— Ах, наши газеты! — вздохнул дедечек.
— Нет, это газета большевиков. Она вышла во Владивостоке в день, когда мы отплывали на родину. Вот что писали тогда в ней, в «Красном знамени», наши солдаты: «Многие из нас были принуждены штыками воевать против вас… Дорогие товарищи и граждане, простите! Но мы не виноваты в том, что здесь произошло, и Европа уже в прошлом году знала, кто виноват и кто, в конце концов, останется победителем. Да здравствует социальная революция!»
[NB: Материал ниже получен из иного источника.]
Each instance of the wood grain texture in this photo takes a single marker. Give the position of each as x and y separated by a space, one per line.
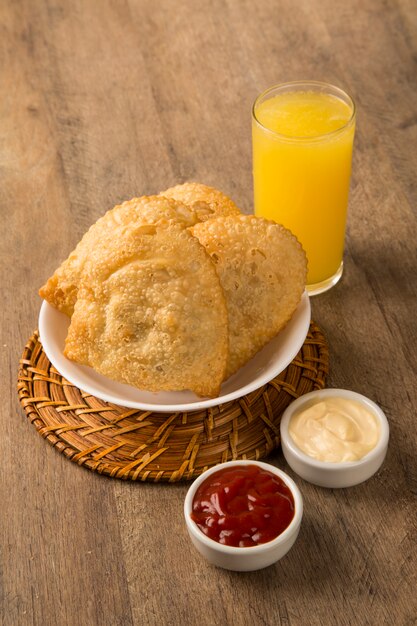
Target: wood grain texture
101 101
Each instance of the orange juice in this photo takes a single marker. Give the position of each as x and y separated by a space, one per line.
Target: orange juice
302 153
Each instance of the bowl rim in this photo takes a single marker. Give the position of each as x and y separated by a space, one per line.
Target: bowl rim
334 466
246 551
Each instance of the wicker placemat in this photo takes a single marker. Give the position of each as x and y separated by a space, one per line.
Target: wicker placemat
141 445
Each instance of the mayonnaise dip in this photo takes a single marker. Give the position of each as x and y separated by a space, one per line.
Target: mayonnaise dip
335 429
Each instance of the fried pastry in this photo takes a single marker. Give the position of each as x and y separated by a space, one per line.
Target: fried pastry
262 269
207 202
61 288
151 312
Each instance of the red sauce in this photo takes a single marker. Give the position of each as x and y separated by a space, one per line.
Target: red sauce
243 506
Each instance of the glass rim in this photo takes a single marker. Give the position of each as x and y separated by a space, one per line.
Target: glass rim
306 138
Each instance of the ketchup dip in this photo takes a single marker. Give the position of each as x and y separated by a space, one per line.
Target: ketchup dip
243 506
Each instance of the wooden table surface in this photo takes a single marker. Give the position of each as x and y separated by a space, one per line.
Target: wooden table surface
102 101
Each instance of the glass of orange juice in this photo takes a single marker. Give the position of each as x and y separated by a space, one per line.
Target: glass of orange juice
302 135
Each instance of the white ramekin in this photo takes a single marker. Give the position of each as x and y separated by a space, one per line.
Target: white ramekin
334 475
251 558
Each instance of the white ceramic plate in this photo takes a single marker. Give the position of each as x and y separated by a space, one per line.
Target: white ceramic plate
265 365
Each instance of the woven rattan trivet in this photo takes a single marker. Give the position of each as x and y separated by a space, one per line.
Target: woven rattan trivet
141 445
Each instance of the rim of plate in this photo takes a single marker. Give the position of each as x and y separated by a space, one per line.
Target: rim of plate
53 327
— Если бы мы могли всегда дружить с Россией! Это была бы великая сила.
— Мы могли бы. И должны. В этом наше спасение. — Грудка стиснул кулак, пристукнул по подлокотнику кресла. — Но мы этого не делаем! И я отчетливо вижу тревожное будущее Чехословакии. При нынешнем президенте и министре иностранных дел я не жду для отечества ничего доброго. Но я солдат, присягал на верность своему правительству и обязан выполнять его приказы.
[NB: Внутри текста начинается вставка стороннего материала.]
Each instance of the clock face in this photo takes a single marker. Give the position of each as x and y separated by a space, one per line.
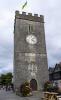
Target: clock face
31 39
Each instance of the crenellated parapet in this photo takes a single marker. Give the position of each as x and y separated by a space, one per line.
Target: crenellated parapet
29 17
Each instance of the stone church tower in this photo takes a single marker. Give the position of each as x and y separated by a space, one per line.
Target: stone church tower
30 57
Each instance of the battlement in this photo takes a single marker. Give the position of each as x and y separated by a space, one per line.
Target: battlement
29 17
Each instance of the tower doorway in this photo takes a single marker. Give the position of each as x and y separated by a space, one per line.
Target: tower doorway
33 84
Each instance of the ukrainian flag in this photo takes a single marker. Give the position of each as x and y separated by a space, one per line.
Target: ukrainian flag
24 5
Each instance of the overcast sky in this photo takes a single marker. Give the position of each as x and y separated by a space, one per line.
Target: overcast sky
51 9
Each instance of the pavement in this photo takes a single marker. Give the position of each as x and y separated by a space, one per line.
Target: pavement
9 95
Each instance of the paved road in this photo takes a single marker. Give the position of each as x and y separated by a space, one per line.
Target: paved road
11 96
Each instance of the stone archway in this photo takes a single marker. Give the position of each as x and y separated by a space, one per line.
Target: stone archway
33 84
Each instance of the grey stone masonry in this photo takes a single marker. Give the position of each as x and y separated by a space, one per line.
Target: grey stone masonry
30 56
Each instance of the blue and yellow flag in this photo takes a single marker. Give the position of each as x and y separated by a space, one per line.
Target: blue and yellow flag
24 5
— А нашему мальчику в столь трудное время придется служить именно в министерстве господина Бенеша. — Дедечка не покидало грустное настроение. — Не напрасно ли тогда мы этому радуемся?
— Тяжелые времена в нашей жизни, велебный пане, увы, встречаются чаще, чем хорошие. А президент и сотрудники министерства иностранных дел знают только по рассказам других, что такое, например, окопная грязь…
Вацлав невнимательно слушал все, о чем говорят дедечек с генералом Грудкой. Ему не хотелось вмешиваться в их разговор, Но отдельные фразы против воли все-таки проникали в сознание. Генерал утверждает, что уже через три года в Европе может разразиться война. Или революция? Что он имеет в виду, говоря о реках крови? Так или иначе об этом нельзя не думать. Ужасно было бы оказаться в такой реке.
Но милая, умная Густа предусмотрела все. Дорогая! Из многих житейских путей она избрала для него наилучший. Нечего и ему терзать себя сомнениями.
Вацлав повеселел. Почувствовал приятную теплоту, упругость во всем теле.
Ему показалось даже, что сквозь плотно прикрытую дверь кабинета пробиваются из кухни какие-то очень вкусные запахи. Интересно, чем накормит пани Марта сегодня.
А что случится через три года…
13
Способность связно говорить возвращалась к Куцеволову медленно. Давно уже были залечены, и очень удачно, переломы костей. На лице, правда, оставались глубокие, уродующие его шрамы, но хирурги обещали со временем кое-что подправить и здесь. А вот последствия тяжелейшего сотрясения мозга казались просто-таки необратимыми,
Валентина Георгиевна добилась того, что его положили в самую лучшую московскую больницу и отвели ему хотя и тесную — прежний чуланчик какой-то, — но отдельную палату, Наблюдали его самые именитые профессора. Она доставала для него редкие, дефицитные лекарства, приглашала авторитетнейших консультантов. По их предположениям, все шло хорошо. Только оставались полупарализованными правая рука к правая нога и никак не восстанавливалась полная ясность сознания. Трудно, косноязычно выговаривал он слова, почти не связывая их между собою.
— Но это все пройдет или не пройдет? — требовательно допытывалась у светил медицины Валентина Георгиевна. — Он станет вновь ходить, говорить, станет нормальным человеком? Скажите мне просто, без ваших ученых мудрствований.
— Наш пациент обладает удивительной жизненной силой, — отвечали ей. — Другой бы человек его сложения вообще не. выдержал столь сильного сотрясения и очень значительной кровопотери. Он отлично перенес и первый момент контузии и последующие, обычно трагически кончающиеся осложнения. Все это теперь позади. За жизнь товарища Петунина никаких опасений нет. Нельзя предсказать, когда именно, а ходить он будет. Будет и говорить с достаточной отчетливостью. То есть с течением времени он станет, чего так хочется вам и нам тоже, практически здоровым, нормальным человеком. Это можно предсказать почти с абсолютной уверенностью. Но… Извините, Валентина Георгиевна, медицина не всевластна. Нет полной убежденности в том, что в психике пациента не возникнет каких-либо стойких дефектов. И наиболее вероятный из них — выпадение памяти.
— Что это значит? — настаивала Валентина Георгиевна.
— В лучшем случае память ему будет отказывать в попытках вспомнить что-либо из событий, предшествовавших его контузии; в худшем случае он вообще станет очень забывчивым и несосредоточенным.